Chroniques

par laurent bergnach

Vicente Martin y Soler
Il burbero di buon cuore | Le bourru au cœur généreux

2 DVD Dynamic (2009)
33580
Il burbero di buon cuore, opéra de Vicente Martin y Soler

Entre une période italienne – qui lui apporte une solide réputation dans les genres serio et buffo – et une retraite à Saint-Pétersbourg, l'Espagnol Vicente Martin y Soler (1754-1806) trouve à Vienne l'occasion de toucher le monde lyrique européen. En effet, dans la ville de l'empereur Joseph II, Martini lo Spagnolo se partage avec Mozart les services de Lorenzo Da Ponte, et tandis que Le Nozze di Figaro et Don Giovanni voient le jour, le public découvre durant la même période Il Burbero di buon cuore, Une Cosa rara (1786) et L'Arbore di Diana (1787).

Dramma giocoso créé avec succès le 4 janvier 1786 au Burgtheater, ce premier titre s'inspire du Bourru bienveillant, pièce de Carlo Goldoni. On y découvre les amours contrariées de Valerio et de la toute jeune Angelica déchirée par deux projets de ses proches : celui de son frère ruiné qui veut l'envoyer au couvent pour économiser sur la dot et celui de son oncle qui lui destine comme époux un de ses amis presque trois fois plus âgé qu'elle… Bien entendu, le dénouement sera heureux, grâce à la générosité enfin affichée du rôle-titre.

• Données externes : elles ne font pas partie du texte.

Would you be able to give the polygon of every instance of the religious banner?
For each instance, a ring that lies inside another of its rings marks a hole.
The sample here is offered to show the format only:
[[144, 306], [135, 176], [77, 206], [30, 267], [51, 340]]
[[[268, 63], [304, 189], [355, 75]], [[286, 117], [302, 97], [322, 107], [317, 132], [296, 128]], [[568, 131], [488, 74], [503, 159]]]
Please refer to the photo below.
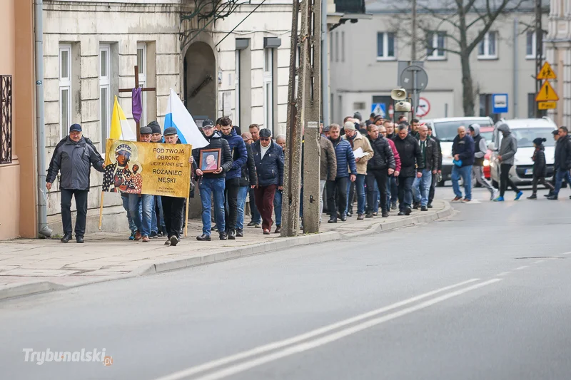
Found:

Parce que la pièce explore un univers bourgeois, loin des bouffonneries de l'opéra napolitain que Da Ponte n'apprécie pas, certains jaloux lui prédisent un échec – « cela ne ferait pas rire ». En choisissant un décor unique hyperréaliste – un hall d'hôtel où l'on découvre la vie des propriétaires (partie d'échecs, repassage, etc.), dans un bric-à-brac de meubles hétéroclites –, Irina Brook prouve que le développement de l'intrigue, sans longueurs inutiles, n'a pas besoin de béquilles, de surenchère ou d'exotisme pour captiver le spectateur.

Les chanteurs de cette coproduction entre Barcelone et Madrid, filmée dans la capitale espagnole en novembre 2007, surpasse en nombre et qualité leurs consœurs. Si Carlos Chausson chante un peu brutalement, en accord avec son personnage, il côtoie de jeunes artistes plus délicats : Juan Francisco Gatelli (Valerio à l'aigu sain et facile, précis même dans le récitatif), Saimir Pirgu (stable Giocondo, esclave de sa femme), Luca Pisaroni (Dorval très impacté, large et sans affectation) ainsi que Josep Miquel Ramón (Castagna nuancé et sonore, qui se contente de « sobres désirs »).

Véronique Gens vole la vedette à Cecilia Diaz (bonne comédienne) et à Elena de la Merced (Angelica d'abord mièvre, qui gagne en assurance et agilité) ; elle offre ampleur et legato magnifique à sa Madama Lucilla, personnage complexe entrevue d'abord comme vaniteuse et capricieuse, que l'on découvre toute prête à défendre le bonheur de sa belle-sœur et dont le rire se révèle communicatif. Alors tant pis si, avec elle, « les revenus d'un mois s'en vont en un seul jour » !

Enregistré en première mondiale, ce spectacle subtil vaut aussi le détour par la présence de Christophe Rousset. Soulignant l'action d'un pianoforte amusé, le musicien mène avec vivacité, précision et couleurs l'Orquestra Sinfónica de Madrid aux cordes élégantes.